Privatisation of government departments may cost taxpayers billions in losses

Some referred to the privatisation of the public services sector in the eighties as piratisation since most infrastructure projects and public sector entities were farmed out to Mahathir’s and Daim’s cronies. Source (pic): TTF

TTF: The policy of privatising the public services sector was first introduced by Mahathir  in 1983, two years after his appointment as Prime Minister.

In the years that followed, the Government of Malaysia (GoM) began farming out major infrastructure projects and public sector entities to private companies, entities such as the Malaysian Airline System, Lembaga Letrik Negara and Jabatan Telekom, all of which were privatised and became Malaysia Airlines, Tenaga Nasional Berhad and Telekom Malaysia Berhad respectively.

However, some of the privatised projects began encountering problems late into the eighties and throughout the nineties and were subsequently re-nationalised at the cost of taxpayers.

On the 27th of August 2001, Malaysiakini wrote:

In recent months the government has spent billions in taking over a number of previously privatised projects, including the RM1.8 billion for debt-ridden national carrier Malaysia Airlines System.

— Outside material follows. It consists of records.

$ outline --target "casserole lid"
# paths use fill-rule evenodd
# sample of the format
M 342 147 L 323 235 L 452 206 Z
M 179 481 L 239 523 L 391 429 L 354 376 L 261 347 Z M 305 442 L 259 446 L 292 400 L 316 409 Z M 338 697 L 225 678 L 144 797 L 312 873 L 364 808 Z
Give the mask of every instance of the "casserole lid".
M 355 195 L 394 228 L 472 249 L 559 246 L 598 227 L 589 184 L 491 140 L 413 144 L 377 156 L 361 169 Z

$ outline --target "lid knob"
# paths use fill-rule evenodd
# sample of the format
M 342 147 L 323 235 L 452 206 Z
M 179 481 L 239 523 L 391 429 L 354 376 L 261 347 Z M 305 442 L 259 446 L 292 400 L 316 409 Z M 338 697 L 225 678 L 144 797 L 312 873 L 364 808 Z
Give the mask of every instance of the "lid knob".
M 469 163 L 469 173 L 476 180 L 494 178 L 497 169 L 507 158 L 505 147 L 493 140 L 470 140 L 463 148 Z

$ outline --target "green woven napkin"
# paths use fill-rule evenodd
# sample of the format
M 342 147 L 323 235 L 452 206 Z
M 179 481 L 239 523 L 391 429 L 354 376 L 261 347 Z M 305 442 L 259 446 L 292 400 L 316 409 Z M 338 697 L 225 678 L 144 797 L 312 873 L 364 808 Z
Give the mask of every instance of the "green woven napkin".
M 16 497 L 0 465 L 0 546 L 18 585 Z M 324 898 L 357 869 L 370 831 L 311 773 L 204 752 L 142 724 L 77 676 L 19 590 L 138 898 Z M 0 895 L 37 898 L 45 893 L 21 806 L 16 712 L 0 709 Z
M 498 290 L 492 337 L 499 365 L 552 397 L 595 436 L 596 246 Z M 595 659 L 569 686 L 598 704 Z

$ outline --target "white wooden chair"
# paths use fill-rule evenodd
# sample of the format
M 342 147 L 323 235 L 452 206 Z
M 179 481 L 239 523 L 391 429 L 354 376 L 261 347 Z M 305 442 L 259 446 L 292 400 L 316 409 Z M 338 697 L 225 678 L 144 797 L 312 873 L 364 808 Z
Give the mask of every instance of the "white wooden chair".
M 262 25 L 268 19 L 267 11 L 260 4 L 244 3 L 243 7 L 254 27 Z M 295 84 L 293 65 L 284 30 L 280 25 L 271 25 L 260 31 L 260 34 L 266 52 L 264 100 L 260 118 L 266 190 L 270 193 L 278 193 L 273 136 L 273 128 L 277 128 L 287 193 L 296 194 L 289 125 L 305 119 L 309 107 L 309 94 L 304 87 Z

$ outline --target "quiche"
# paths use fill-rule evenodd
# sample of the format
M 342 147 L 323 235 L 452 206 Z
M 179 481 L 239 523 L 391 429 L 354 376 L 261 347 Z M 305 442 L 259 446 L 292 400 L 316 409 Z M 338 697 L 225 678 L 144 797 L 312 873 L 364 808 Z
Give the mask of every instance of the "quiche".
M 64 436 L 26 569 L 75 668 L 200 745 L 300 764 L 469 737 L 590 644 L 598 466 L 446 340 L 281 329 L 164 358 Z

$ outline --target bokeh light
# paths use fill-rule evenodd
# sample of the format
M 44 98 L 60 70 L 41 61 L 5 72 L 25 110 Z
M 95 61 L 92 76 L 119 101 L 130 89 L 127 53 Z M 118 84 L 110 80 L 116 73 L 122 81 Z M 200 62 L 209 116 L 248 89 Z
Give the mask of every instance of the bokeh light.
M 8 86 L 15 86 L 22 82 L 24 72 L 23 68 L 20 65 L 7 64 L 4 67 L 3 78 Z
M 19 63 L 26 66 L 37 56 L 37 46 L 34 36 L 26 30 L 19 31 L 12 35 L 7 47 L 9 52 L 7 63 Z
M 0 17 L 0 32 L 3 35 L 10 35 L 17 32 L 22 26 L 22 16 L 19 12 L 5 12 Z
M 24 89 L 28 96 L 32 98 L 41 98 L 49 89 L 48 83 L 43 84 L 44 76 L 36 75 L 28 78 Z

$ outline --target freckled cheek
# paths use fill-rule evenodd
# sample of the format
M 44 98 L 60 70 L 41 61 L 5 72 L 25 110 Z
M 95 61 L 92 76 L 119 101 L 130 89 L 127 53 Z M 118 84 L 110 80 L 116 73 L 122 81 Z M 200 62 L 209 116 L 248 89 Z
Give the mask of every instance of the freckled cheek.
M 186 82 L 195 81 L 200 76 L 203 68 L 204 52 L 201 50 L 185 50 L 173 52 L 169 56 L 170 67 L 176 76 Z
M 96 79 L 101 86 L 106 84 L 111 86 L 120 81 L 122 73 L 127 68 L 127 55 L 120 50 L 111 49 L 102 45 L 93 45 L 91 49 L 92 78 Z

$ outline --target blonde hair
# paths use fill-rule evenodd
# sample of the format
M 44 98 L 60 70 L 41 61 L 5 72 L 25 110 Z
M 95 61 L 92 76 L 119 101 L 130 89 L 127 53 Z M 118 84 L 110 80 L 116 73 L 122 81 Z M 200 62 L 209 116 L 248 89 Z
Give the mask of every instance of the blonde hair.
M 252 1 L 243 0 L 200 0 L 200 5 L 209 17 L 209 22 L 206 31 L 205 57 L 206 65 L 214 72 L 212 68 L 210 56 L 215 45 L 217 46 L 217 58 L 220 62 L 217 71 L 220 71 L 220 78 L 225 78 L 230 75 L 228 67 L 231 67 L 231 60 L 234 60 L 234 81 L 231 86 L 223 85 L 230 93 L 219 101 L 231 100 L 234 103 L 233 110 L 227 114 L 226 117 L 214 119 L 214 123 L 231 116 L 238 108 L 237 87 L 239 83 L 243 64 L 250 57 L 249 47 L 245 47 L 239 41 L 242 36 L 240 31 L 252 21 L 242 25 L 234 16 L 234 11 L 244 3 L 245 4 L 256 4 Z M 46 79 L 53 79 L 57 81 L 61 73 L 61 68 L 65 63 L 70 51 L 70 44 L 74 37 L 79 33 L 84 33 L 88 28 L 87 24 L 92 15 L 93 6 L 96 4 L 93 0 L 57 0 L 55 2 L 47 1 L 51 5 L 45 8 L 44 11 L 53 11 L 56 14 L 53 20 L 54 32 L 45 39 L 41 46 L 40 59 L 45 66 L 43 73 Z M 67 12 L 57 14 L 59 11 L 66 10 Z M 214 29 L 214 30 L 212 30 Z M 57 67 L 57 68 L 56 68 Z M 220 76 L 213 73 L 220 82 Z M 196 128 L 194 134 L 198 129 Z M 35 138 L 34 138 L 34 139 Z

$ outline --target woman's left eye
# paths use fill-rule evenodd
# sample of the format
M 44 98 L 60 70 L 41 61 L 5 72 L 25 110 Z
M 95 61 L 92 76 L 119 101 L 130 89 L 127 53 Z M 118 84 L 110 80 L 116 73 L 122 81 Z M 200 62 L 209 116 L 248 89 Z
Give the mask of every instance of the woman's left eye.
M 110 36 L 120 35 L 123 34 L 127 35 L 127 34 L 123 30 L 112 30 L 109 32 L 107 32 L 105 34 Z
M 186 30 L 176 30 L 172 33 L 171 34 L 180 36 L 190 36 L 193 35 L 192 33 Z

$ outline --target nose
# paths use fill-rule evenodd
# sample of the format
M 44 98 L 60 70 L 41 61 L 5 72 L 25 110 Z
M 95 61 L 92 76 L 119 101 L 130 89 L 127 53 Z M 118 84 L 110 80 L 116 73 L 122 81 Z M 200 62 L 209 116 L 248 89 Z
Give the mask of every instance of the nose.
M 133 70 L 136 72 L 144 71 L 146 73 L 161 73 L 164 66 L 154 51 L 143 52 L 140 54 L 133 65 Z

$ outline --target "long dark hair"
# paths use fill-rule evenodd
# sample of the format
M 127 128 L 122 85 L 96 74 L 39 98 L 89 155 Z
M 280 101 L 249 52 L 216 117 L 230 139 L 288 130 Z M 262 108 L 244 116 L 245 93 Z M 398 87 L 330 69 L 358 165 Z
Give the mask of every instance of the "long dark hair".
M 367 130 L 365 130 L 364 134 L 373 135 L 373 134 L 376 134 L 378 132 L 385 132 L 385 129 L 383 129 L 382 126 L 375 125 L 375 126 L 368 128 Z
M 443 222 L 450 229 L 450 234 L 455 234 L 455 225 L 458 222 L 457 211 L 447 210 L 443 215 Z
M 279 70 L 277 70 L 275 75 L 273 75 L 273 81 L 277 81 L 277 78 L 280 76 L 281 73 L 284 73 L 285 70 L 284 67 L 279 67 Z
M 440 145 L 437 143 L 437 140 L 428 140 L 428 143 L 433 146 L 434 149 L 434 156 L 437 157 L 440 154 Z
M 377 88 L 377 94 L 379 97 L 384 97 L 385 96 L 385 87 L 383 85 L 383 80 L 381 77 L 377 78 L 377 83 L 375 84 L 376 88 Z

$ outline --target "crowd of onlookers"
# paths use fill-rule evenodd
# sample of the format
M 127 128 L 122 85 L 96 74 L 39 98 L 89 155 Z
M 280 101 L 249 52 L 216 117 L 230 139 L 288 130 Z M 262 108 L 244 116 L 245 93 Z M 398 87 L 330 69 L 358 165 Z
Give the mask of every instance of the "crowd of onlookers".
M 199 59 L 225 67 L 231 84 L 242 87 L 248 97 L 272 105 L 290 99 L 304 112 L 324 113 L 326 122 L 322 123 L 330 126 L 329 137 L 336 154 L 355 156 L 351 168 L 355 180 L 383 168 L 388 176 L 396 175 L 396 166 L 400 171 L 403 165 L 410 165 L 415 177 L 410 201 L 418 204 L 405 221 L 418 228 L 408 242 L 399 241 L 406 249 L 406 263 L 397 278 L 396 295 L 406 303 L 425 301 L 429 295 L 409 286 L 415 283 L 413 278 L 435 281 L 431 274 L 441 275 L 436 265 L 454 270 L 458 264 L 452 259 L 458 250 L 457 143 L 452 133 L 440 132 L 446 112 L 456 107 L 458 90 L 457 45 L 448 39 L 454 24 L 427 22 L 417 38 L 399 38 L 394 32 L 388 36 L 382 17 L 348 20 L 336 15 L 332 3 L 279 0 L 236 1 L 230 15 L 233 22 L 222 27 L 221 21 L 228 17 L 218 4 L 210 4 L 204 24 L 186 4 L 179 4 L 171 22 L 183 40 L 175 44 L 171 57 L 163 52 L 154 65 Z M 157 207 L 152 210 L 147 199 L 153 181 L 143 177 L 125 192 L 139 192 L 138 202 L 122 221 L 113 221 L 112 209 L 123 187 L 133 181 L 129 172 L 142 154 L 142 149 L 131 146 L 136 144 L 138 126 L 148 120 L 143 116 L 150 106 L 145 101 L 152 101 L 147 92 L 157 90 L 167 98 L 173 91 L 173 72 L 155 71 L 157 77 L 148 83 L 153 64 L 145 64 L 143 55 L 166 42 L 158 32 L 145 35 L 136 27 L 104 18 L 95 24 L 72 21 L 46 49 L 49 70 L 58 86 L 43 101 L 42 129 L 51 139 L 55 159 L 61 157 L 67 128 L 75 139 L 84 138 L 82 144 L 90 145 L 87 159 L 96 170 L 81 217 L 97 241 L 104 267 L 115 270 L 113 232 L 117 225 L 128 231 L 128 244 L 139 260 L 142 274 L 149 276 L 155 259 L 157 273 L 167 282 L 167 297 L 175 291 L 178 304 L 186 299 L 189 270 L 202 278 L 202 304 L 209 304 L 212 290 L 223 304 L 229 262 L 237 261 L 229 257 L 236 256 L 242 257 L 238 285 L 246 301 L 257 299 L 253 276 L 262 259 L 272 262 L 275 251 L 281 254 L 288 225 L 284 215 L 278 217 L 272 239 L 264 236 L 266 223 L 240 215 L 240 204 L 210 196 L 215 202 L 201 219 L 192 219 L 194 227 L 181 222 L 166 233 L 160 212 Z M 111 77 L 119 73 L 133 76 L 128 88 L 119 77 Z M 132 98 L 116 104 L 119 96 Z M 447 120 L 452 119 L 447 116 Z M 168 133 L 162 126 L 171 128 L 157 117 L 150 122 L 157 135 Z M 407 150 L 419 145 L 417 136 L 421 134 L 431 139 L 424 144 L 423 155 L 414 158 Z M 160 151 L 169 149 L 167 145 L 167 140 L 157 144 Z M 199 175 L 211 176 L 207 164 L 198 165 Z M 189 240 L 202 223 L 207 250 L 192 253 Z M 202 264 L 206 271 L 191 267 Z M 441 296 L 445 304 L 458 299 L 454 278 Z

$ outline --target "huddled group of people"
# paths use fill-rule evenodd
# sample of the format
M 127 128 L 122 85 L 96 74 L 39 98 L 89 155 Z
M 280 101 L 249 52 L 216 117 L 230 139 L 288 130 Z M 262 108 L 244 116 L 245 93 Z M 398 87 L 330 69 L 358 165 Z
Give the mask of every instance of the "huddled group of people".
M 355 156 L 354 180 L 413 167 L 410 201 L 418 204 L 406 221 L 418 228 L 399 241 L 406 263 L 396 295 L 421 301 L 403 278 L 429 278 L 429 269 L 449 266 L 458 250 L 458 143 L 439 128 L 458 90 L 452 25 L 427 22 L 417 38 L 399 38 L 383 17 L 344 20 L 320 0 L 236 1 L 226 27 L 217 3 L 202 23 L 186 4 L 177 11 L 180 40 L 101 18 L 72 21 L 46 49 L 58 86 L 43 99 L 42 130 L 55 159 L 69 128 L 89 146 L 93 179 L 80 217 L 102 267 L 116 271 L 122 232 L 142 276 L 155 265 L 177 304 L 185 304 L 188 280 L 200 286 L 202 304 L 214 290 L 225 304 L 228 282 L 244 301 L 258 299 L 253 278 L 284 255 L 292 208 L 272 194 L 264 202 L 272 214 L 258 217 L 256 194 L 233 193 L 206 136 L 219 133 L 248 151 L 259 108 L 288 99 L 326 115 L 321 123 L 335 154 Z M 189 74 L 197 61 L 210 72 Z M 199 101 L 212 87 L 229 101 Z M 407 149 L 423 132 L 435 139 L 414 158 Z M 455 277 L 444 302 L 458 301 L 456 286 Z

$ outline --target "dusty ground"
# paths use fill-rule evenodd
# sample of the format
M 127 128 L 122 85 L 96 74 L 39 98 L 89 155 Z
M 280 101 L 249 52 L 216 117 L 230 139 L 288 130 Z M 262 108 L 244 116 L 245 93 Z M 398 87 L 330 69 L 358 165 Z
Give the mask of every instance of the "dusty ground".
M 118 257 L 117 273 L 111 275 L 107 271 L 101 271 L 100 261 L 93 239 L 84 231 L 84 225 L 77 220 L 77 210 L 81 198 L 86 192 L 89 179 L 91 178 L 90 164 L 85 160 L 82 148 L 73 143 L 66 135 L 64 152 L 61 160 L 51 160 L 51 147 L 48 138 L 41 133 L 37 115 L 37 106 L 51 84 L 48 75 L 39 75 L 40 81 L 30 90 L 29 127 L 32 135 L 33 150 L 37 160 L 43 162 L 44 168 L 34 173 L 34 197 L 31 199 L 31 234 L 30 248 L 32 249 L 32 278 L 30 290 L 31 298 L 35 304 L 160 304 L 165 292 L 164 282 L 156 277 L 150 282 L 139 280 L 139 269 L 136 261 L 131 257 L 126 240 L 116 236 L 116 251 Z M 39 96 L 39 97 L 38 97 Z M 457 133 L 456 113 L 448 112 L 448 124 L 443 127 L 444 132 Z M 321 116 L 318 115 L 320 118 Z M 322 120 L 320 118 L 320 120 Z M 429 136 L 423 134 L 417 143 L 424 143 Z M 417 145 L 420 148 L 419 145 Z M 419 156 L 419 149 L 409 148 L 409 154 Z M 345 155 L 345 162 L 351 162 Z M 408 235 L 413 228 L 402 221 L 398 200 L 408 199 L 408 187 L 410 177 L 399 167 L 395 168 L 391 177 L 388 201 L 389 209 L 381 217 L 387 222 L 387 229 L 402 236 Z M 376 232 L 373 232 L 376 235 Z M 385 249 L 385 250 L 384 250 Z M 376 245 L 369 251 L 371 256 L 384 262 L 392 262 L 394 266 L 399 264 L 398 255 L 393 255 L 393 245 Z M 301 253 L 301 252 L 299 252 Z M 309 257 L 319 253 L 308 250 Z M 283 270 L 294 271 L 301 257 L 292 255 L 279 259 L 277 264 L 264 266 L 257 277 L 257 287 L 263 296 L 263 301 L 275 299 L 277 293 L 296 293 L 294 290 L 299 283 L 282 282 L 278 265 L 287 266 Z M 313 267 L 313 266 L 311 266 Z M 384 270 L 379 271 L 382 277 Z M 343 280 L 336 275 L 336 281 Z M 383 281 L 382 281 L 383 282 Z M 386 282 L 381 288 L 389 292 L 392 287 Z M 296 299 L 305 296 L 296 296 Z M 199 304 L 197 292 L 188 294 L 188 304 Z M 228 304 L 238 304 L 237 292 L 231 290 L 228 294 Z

Last month, RM4 billion was spent to rescue UEM, whose subsidiary Renong is the major contractor for a number of privatised highway projects.

The government is also preparing to bail out two major light rail transit companies amounting to RM6 billion.

Over the years, opposition figures and foreign investors have criticised the government’s privatisation for promoting crony capitalism as well as widening the gap between the rich and poor.

Earlier today, Mahathir announced that several government departments may be privatised to house staff members who will be removed from civil service.

As far as his previous administration in the eighties went, privatization referred to either of the following:

1. contracting of services to the private sector

2. joint ventures with the private sector

3. parrial private ownership of publicly-owned facilities

4. complete transfer of ownership of public facilities to the private sector

Can the Prime Minister be specific which of the above we’re looking at and what guarantee there is that the privatisation exercise will not fail yet again and cost taxpayers billions upon billions through bailout schemes?

KUALA LUMPUR: Several government departments may be privatised to house staff members who will be removed from civil service.

Prime Minister Tun Dr Mahathir Mohamad said that this is among several options being looked into to help sustain jobs for the former civil servants.

Dr Mahathir was commenting on the need to trim the number of staff in the civil workforce, which is said to be bloated at 1.7 million.

“We are looking into the situation, to determine (the sustainability of their jobs) if they lose their current positions. We are looking at options such as transferring them to different departments or moving them to the private sector.

“And we can privatise several departments, just like what we did with Telekom. We give Telekom some funds, and transfer the staff members there.

“The workers have a choice of staying within the civil service, or moving to the private sector,” he said at a press conference at Parliament today.

Telekom, now a well-known telecommunications company, was privatised in 1984.